So say you're walking in the park and appreciating it--it isn't over-the-top happiness, it isn't profound awareness, but it's pretty good. Then your cell phone rings. (We're assuming that, like many of us, you're foolish enough to take your cell phone on a walk in the park.) It's the significant other you've been thinking about, calling from another state where she (for the sake of argument) has been for a week on business or whatever, and she isn't due back for two more weeks. You're glad to hear her voice. She says she misses you. You sense that she expects you to say, in return, that you miss her. But what if you aren't missing her? That doesn't mean you don't love her. It's just that on this pleasant walk in the park, you aren't particularly missing her. It might be better if she was there, but she isn't, and she can't be, and she won't be, and it's still a good walk in the park without her. If you say, "I miss you, too," you're lying, and there's a flat dullness to that kind of little lie--it sours the moment; enough lies like that, and it sours the relationship. (As someone once said to me--a line I later stole--"Never say 'I love you' when what you mean is 'Good morning.'")

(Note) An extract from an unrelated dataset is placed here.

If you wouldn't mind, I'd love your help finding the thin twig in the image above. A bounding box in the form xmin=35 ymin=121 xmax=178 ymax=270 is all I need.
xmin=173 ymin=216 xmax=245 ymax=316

So she says "I miss you" and you don't want to say "I miss you, too" because, at the moment, you don't. But if you say, "I don't miss you," you're in trouble, and you're hurting a person you don't want to hurt. What's "missing" anyway? It's a feeling that leaves a hole inside; it's a feeling that says, "The present circumstance isn't enough, even though it's all you have."
Missing is usually a sense of incompleteness, a lonely insufficiency of the self; when acute, missing can even feel like a kind of panic. Either way, missing arises out of a feeling that's more profound: longing. But longing--if you allow yourself to long for someone, if you appreciate the depth of the feeling--can be a lovely sensation. Missing leaves a hole; longing can feel full. You feel the longing filling you up, expanding your heart. And "I long for you" is so much more romantic than a perfunctory "I miss you, too." (If you actually do long for her, as a sort of constant undertow when she isn't around.)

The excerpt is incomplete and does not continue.